ECLI:NL:CRVB:2007:BA2805
Centrale Raad van Beroep
- Hoger beroep
- Ch. van Voorst
- M.C. Bruning
- M.C.M. van Laar
- Rechtspraak.nl
Hoger beroep inzake recht op ziekengeld en beoordeling arbeidsongeschiktheid
In deze zaak gaat het om een hoger beroep van appellante tegen de uitspraak van de rechtbank ’s-Gravenhage, waarin het beroep tegen het besluit van het Uitvoeringsinstituut werknemersverzekeringen (Uwv) ongegrond werd verklaard. Appellante, die sinds oktober 1997 wegens psychische klachten ongeschikt was voor haar werk als lerares, ontving aanvankelijk een WAO-uitkering van 80 tot 100%. Deze uitkering werd echter per 17 november 2003 verlaagd naar 35 tot 45%. Appellante maakte bezwaar tegen deze verlaging, maar het Uwv verklaarde het bezwaar ongegrond. De rechtbank oordeelde dat de bevindingen van de verzekeringsartsen voldoende waren om de beslissing van het Uwv te onderbouwen.
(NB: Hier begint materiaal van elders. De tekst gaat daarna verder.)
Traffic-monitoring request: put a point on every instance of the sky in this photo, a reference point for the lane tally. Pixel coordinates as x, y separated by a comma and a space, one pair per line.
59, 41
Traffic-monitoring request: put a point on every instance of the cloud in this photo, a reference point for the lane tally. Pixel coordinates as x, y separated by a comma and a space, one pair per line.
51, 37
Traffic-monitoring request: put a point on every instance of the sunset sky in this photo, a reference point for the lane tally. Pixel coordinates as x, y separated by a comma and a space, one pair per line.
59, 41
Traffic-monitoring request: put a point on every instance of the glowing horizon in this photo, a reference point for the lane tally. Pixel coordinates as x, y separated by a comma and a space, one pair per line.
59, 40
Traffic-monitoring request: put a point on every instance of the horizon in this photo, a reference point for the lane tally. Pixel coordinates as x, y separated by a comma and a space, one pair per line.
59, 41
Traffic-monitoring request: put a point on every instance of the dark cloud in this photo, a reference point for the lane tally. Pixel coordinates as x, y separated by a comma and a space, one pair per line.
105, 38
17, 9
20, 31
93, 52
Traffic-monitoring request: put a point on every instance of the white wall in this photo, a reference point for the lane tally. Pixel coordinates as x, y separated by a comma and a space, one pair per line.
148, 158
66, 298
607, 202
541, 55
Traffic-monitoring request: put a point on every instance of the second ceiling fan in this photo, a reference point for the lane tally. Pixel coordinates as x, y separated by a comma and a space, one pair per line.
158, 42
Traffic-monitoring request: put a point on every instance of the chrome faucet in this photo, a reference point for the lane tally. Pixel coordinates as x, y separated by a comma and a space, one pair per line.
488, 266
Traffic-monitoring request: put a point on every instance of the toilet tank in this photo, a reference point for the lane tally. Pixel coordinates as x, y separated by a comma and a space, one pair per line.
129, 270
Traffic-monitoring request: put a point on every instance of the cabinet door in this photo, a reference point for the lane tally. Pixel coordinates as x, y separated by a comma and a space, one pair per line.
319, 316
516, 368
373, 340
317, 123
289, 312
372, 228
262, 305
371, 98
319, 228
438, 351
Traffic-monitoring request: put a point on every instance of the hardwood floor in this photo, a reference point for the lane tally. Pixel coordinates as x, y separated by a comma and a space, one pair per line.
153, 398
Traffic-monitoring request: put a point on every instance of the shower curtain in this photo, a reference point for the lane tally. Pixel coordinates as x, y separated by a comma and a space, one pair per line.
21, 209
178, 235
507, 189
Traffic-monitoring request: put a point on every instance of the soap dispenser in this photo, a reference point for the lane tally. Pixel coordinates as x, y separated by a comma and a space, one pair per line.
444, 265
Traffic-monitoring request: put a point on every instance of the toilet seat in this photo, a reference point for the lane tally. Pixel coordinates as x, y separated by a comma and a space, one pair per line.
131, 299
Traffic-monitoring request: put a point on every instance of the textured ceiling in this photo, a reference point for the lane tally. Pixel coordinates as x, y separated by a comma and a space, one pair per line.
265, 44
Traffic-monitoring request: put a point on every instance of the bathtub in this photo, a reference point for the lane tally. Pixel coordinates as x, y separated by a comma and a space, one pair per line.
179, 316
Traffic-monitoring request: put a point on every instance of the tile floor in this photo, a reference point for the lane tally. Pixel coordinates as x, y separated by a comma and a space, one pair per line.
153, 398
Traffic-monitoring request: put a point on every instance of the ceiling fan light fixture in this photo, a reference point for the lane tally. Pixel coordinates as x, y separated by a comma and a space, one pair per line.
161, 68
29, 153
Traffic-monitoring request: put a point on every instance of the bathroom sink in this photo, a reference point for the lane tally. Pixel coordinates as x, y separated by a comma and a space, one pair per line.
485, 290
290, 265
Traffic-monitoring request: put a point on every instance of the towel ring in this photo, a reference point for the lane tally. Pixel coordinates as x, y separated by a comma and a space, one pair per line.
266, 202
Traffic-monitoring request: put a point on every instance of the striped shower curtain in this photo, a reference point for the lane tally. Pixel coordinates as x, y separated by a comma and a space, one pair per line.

De Centrale Raad van Beroep oordeelde echter dat bij de voorbereiding van het bestreden besluit onvoldoende aandacht was besteed aan relevante feiten en belangen. De Raad concludeerde dat de verzekeringsartsen de keelklachten van appellante niet in hun beoordeling hadden meegenomen, wat een belangrijke factor was in de beoordeling van haar arbeidsongeschiktheid. De Raad vernietigde de uitspraak van de rechtbank en het bestreden besluit, en droeg het Uwv op om een nieuw besluit te nemen met inachtneming van deze uitspraak. Tevens werd het Uwv veroordeeld in de proceskosten van appellante, die in totaal € 966,- bedroegen, en moest het Uwv het griffierecht van € 139,- vergoeden.